Il suffisait de peu de choses pour se sentir bien, même à l’autre bout du monde. Sentir ses joues rasées et ses cheveux propres, des regards joyeux qui vous enveloppaient d’affection, des vêtements chauds qui sentaient bon la lessive, de la nourriture délicieuse qui descendait paisiblement dans votre estomac et le remplissait de contentement.
Avec ça, la gêne constante sous ses côtes pouvait presque être oubliée…

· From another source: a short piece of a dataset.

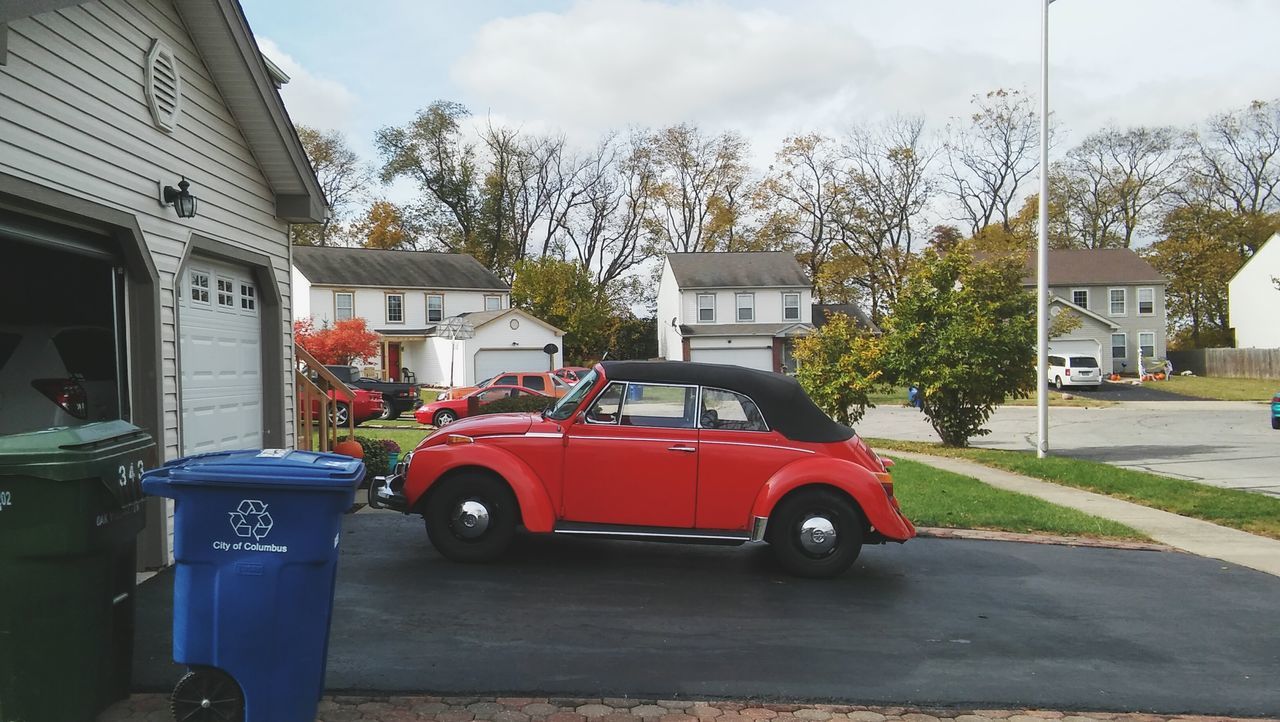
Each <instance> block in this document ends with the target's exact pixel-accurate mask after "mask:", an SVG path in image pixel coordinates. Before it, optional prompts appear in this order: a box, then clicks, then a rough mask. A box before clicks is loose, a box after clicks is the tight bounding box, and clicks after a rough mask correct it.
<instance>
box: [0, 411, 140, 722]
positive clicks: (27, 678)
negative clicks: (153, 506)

Yamazato reprit avec délicatesse la gamelle qui menaçait de se renverser et la posa sur le bureau. Il se leva et enveloppa Kuramochi dans ses bras potelés, l'allongeant avec précaution sur la couchette. Il rangea les longues jambes du jeune homme, le couvrit soigneusement avec la couverture du lit d'Inuzuka, puis se redressa.

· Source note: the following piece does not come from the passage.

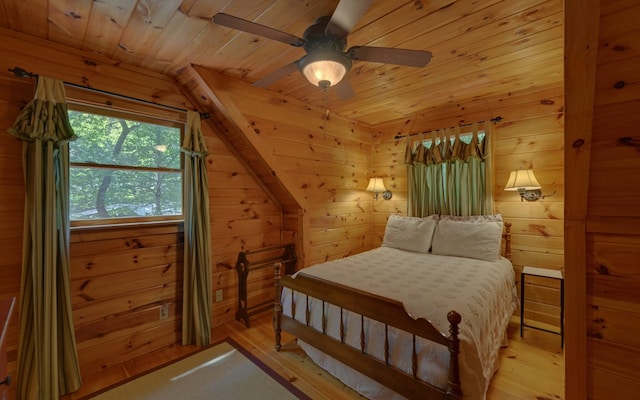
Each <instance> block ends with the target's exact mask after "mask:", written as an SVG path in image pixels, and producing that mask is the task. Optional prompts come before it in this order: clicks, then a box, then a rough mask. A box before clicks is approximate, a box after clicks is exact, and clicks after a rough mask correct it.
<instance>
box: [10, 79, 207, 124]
mask: <svg viewBox="0 0 640 400" xmlns="http://www.w3.org/2000/svg"><path fill="white" fill-rule="evenodd" d="M9 72H13V75H15V76H16V77H18V78H33V79H35V78H37V77H38V74H35V73H33V72H29V71H26V70H24V69H23V68H20V67H13V68H9ZM63 83H64V84H65V85H68V86H72V87H75V88H79V89H85V90H90V91H93V92H97V93H103V94H108V95H110V96H115V97H120V98H123V99H126V100H132V101H136V102H139V103H145V104H151V105H153V106H156V107H163V108H167V109H170V110H174V111H180V112H184V113H186V112H187V110H186V109H183V108H179V107H174V106H169V105H166V104H160V103H154V102H152V101H148V100H142V99H138V98H135V97H131V96H126V95H123V94H118V93H113V92H108V91H106V90H100V89H95V88H92V87H88V86H82V85H78V84H76V83H71V82H66V81H63ZM199 114H200V117H201V118H202V119H208V118H210V117H211V115H210V114H209V113H207V112H204V113H203V112H199Z"/></svg>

Kuramochi respirait paisiblement, sans ce sifflement inquiétant qu'ils avaient entendu pendant les heures terrifiantes où il ne se réveillait plus, et les couleurs sur son visage n'étaient pas dûes à la fièvre.
- Je savais qu'il allait s'endormir, dit Tani-sensei dans l'embrasure. "C'était beaucoup d'animation pour un seul jour...Vraiment. On ne m'écoute jamais, sur cette base."
Yamazato s'inclina avec respect, autant que le lui permettait son embonpoint.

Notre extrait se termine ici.